The blocks based, easy to use setup tool for Raspberry Pi
PiBakery is a a blocks based drag and drop tool that allows you to customise and edit your Raspberry Pi without powering the Pi on. Simply insert your SD card into your computer, choose which features you want on your Pi, and hit Write. PiBakery will write the latest version of Raspbian to your SD card, with your customisations added too.
For more information see www.PiBakery.org or follow @PiBakery on Twitter.
While it is recommended to install PiBakery from one of the downloads on www.PiBakery.org/download.html, you can also install PiBakery from source if you want to see how it works, or edit PiBakery in any way.
To install PiBakery from source, you'll need NodeJS and npm installed. Once you have them installed, clone the GitHub repository with
git clone https://github.com/davidferguson/pibakery.git
Change into the newly downloaded directory with
cd pibakery
And install the required node modules using
npm install
This will take a few minutes to complete.
If you're on macOS it's important you run npm run setup
the first time to create a folder inside Application Support that will hold the operating system .img files.
Then you'll need to download and extract the Raspberry Pi operating system (currently only raspbian and raspbian lite) .img files into the os/
directory. If you're on Windows or Linux, the directory is inside the pibakery
folder, and if you're on macOS, it's located /Library/Application Support/PiBakery/os
. The operating systems can be downloaded in .7z
format for the pibakery-raspbian releases page.

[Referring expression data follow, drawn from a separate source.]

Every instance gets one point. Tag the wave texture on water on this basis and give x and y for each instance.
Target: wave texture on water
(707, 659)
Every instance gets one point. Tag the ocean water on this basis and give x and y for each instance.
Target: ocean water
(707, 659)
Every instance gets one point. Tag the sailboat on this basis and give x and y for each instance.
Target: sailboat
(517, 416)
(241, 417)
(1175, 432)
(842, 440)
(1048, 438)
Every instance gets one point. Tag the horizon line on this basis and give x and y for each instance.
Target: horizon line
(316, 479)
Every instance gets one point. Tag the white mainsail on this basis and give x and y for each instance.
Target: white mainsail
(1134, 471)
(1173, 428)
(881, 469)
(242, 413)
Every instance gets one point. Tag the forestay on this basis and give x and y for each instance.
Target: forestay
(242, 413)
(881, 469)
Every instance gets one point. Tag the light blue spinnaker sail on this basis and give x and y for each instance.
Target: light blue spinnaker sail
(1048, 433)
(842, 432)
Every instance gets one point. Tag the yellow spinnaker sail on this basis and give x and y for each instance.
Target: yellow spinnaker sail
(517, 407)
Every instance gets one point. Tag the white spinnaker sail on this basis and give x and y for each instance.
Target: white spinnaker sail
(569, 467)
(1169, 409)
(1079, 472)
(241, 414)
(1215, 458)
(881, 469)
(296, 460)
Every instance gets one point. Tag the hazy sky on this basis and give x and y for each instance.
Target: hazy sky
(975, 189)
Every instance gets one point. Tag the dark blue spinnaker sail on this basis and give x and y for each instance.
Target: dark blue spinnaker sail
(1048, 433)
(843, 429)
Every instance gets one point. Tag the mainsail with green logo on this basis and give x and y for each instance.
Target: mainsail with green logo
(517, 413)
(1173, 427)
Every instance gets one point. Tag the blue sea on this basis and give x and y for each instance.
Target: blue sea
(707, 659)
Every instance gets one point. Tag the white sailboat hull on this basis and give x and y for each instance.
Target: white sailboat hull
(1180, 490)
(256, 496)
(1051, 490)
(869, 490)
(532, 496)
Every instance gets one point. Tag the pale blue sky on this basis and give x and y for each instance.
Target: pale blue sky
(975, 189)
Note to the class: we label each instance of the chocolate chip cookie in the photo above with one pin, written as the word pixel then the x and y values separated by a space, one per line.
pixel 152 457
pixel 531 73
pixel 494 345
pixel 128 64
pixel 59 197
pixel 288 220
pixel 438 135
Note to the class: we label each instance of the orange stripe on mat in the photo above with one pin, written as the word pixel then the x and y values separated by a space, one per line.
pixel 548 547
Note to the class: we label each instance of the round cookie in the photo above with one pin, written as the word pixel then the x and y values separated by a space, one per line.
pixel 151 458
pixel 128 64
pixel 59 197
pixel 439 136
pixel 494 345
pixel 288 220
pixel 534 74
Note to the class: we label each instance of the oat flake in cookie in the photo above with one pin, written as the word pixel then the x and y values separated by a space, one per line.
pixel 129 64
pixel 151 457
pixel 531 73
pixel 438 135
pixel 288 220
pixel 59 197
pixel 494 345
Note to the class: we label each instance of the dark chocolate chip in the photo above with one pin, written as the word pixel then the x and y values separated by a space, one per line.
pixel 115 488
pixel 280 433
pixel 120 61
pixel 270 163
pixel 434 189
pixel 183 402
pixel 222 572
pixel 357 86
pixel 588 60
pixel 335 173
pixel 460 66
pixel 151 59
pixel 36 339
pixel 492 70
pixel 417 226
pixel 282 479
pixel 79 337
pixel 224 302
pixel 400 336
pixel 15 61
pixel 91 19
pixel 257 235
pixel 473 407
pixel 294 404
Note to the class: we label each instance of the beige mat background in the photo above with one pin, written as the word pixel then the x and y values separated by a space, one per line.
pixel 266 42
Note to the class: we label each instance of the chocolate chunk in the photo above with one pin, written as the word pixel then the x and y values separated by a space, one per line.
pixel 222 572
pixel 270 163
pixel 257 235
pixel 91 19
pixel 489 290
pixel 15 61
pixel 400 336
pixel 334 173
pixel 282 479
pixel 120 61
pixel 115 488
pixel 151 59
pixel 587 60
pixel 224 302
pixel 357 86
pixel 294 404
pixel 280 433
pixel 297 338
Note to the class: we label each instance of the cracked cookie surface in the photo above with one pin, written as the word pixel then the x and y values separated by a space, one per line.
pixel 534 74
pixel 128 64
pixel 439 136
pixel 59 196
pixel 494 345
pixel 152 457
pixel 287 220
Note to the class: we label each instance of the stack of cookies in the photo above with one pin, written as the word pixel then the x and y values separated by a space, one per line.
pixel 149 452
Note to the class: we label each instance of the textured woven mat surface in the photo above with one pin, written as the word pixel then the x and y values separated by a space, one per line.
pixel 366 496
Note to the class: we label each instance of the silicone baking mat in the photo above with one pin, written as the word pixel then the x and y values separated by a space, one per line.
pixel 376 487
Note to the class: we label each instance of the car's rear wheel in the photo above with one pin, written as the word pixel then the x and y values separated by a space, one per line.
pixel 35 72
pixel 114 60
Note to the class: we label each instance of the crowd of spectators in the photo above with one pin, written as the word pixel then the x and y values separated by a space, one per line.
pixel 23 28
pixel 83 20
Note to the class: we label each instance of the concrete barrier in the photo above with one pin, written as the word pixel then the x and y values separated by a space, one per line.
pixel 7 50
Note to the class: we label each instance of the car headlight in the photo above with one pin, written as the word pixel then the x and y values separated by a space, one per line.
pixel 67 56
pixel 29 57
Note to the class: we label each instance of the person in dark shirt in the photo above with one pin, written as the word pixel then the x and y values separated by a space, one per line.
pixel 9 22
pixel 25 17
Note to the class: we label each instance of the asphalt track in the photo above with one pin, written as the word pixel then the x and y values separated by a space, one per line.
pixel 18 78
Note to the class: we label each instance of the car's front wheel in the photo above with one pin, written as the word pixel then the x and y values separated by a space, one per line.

Lastly you'll need to create a file images.json
inside the os
folder which tells PiBakery which operating systems you have installed and available for use. Download the example file from the pibakery-raspbian repo and save it as images.json
into the os
folder where you stored the .img files.
You can then run PiBakery using
npm start
PiBakery should run on Linux if you build from source, however you will need to have kpartx
and p7zip
installed. Most distributions have these in package repositories.